Last week, the Pennsylvania Supreme Court struck down a state law that required municipalities to permit oil and gas drilling in all zoning districts, including those designated exclusively for residential use. In a 4 to 2 decision, the court determined that Act 13, which prohibited cities and towns from banning fracking projects within their borders, was unconstitutional. The decision could have substantial implications for hydraulic fracturing operations within the state.
Passed in 2012, Act 13 was intended to modernize Pennsylvania’s drilling laws and capitalize on the current fracking boom in the state. The suit, known as Robinson Township et al. v. Commonwealth of Pennsylvania et al., was initiated by seven municipalities and number of environmental groups soon after Governor Tom Corbett signed Act 13 into law. That same year, a Commonwealth Court, sitting en banc, ruled the law was unconstitutional, because it violated Pennsylvanians’ substantive due process rights. The state subsequently appealed.

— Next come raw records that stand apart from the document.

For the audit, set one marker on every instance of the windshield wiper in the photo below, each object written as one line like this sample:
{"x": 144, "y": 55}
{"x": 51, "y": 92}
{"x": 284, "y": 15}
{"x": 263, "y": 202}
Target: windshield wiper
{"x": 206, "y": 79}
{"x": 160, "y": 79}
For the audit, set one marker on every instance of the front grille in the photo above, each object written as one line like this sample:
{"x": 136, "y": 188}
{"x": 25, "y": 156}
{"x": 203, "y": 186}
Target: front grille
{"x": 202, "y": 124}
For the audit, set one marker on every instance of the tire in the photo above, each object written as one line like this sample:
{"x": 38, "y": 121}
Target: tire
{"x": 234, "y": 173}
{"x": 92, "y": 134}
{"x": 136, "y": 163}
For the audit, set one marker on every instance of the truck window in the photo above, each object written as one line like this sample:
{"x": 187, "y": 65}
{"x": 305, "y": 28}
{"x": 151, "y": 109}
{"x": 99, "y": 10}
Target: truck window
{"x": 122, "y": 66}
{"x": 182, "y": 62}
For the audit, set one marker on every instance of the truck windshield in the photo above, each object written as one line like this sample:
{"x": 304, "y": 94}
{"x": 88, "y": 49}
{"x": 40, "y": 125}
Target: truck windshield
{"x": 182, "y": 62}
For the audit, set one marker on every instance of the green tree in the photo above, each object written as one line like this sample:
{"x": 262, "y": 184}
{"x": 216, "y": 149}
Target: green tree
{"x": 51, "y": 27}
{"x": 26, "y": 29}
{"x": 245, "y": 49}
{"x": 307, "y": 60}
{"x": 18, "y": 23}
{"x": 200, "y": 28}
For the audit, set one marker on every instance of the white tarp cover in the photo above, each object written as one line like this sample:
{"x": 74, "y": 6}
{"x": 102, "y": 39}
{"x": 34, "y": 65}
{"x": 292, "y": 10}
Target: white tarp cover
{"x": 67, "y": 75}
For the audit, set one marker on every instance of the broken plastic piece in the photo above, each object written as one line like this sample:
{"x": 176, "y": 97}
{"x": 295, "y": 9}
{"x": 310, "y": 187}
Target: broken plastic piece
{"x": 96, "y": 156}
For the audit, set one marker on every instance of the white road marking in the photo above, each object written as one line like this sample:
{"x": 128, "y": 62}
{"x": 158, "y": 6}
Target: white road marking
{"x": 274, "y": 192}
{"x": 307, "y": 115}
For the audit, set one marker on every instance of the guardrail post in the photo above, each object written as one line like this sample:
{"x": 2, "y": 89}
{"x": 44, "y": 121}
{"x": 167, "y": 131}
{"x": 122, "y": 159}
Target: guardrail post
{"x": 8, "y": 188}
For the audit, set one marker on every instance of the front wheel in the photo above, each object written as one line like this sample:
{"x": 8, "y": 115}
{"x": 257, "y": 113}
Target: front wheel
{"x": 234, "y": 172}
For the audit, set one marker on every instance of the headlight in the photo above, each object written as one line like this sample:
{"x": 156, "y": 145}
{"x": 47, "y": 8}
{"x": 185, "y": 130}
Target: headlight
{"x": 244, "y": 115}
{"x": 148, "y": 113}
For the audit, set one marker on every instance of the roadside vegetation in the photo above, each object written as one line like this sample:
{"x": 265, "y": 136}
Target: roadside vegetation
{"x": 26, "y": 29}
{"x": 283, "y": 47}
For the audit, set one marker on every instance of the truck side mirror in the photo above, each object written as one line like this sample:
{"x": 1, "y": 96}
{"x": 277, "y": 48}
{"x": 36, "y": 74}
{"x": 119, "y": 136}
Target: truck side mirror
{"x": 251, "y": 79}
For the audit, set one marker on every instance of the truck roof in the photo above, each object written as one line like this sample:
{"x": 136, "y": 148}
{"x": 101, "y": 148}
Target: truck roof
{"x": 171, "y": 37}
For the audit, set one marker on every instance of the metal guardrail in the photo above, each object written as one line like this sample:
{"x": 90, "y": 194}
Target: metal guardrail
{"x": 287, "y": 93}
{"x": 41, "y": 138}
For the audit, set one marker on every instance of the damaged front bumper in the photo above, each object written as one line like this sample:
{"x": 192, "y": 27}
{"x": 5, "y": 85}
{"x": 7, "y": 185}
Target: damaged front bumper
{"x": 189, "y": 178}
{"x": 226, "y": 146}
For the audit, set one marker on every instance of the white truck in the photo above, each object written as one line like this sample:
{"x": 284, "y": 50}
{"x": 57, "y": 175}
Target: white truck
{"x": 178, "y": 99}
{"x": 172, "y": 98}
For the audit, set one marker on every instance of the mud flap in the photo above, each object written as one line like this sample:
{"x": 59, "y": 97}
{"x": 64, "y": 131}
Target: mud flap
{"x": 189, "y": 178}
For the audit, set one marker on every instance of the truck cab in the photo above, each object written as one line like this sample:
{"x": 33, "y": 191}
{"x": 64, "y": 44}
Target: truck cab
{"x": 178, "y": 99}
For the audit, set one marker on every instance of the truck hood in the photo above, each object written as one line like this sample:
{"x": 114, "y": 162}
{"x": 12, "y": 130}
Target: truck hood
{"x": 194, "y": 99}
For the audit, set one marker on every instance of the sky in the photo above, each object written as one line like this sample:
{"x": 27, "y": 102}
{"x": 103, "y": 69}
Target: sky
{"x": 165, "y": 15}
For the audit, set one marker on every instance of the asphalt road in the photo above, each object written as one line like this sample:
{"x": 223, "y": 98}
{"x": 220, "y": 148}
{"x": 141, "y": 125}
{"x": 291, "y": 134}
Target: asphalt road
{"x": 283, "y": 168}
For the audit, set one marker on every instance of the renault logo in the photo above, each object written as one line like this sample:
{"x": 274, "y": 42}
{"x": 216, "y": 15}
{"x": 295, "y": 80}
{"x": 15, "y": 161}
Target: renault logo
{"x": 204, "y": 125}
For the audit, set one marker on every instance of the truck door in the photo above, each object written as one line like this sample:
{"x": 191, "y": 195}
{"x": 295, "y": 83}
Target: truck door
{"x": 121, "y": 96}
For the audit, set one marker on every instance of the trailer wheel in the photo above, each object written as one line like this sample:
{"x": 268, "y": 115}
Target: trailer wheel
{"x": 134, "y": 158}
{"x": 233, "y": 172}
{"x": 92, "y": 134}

Unlike the lower court, the state’s high court chose not to rest its decision on due process grounds. Instead, the court found Act 13 violated the Environmental Rights Amendment of the commonwealth’s constitution, which guarantees state citizens the right to a healthy environment. Writing on behalf of the majority, Chief Justice Ronald D. Castille concluded that the law represented “a direct and harmful degradation of the environmental quality of life in [Pennsylvania’s] communities and zoning districts.”
The decision also invalidated portions of the law that regulated where new wells could be drilled as well as a provision that required the state’s Department of Energy Protection to waive setback requirements for new wells when energy developers applied for drilling permits. In so doing, the opinion calls into question the extent to which the state can regulate oil and gas development within the commonwealth.
Writing in dissent, Justice J. Michael Eakin argued that the majority’s findings will encourage unnecessary litigation. He contended, “Giving standing to some 2,500 sets of local officials to sue the sovereign based on alleged violations of individual constitutional rights is misguided, and will have precedential repercussions — I fear we will soon face a tide of mischief that will flow from such an ill-advised notion.”
The North American Shale Blog team will continue to monitor the impact of this decision and report new developments.